Con los pueblos sucede como con las librerías, a nadie le gusta que desaparezcan pero pocos estamos dispuestos a mantenerlas con nuestro tiempo y dinero.

Adentrarse en el interior desde la costa, cualquier interior y cualquier costa, es entrar en un tunel del tiempo que no necesariamente fue mejor. Por muy habituados que estemos siempre nos choca el vacío y el silencio más propios de tierras del nuevo mundo o de los países que la gente prefiere evitar que de la vieja Europa.

Los veranos, época de sol y playa como dicta la cultura de ocio, destapan nuestras verguenzas tanto como su estado de hecatombe cuando uno los atraviesa, cansados, desvencijados, sin perspectivas. La época estival sirve para recordarnos las visitas incumplidas, las llamadas de Pascuas a Ramos, los entierros a los que no acudimos, las obras que nunca haremos en las casas de nuestros antepasados, las flores que no reponemos tan a menudo como deberíamos en los cementerios, las críticas por lo que hicimos o dejamos de hacer, el polvo que se acumula en las cajas de libros que acabarán en el estercolero.

Nos lamentamos pero al mismo tiempo nos alegramos secretamente de que esos pueblos desaparezcan, pierdan fuerza, de que cada vez haya menos razones para regresar, para sumergirnos en el silencio opresivo, para afrontar las miradas de extraños que creen saberlo todo de nosotros.

Nos satisface secretamente que cada año menos gente salga por la noche a tomar el fresco, a charlar por que sí, para así no tener que dar explicaciones por quedarnos en casa leyendo, conectados a internet o, lo peor, incluso viendo la televisión en pleno verano.

Contamos con verguenza las horas, los minutos que nos llevarán los asuntos que nos traen por allí, eludimos las conversaciones que se alargan más de la cuenta con esa gente a la que parecemos importarles tanto pero que nunca nos preguntan por lo que de verdad nos importa.

Los precios del bar, que solían hacernos gracia, nos parecen si acaso una anécdota de dudoso interés.

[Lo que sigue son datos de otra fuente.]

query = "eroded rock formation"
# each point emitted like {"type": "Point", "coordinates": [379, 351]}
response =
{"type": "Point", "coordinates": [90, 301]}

Los pueblos deshabitados nos dan un baño de realidad. Los viejos del lugar siempre nos recuerdan permanentemente que envejecer y morir, como decía Gil de Biedma, eran las dimensiones del teatro.

Los pueblos no valen para nada, sólo para aburrirse, para hacerle sentir a uno mal, pensamos, para recordarle a uno lo que no quiere seguir siendo y lo que nunca será, nos ponen en nuestro sitio, también a prueba con ínfimas probabilidades de salir airosos aun cuando en nuestras vidas de urbanitas nos creamos lo contrario.

Huelen algo a mugre, a novela de Miguel Delibes, a historias que uno preferiría olvidar, a gasoil de los tractores, a tabaco negro, a excrementos de vaca.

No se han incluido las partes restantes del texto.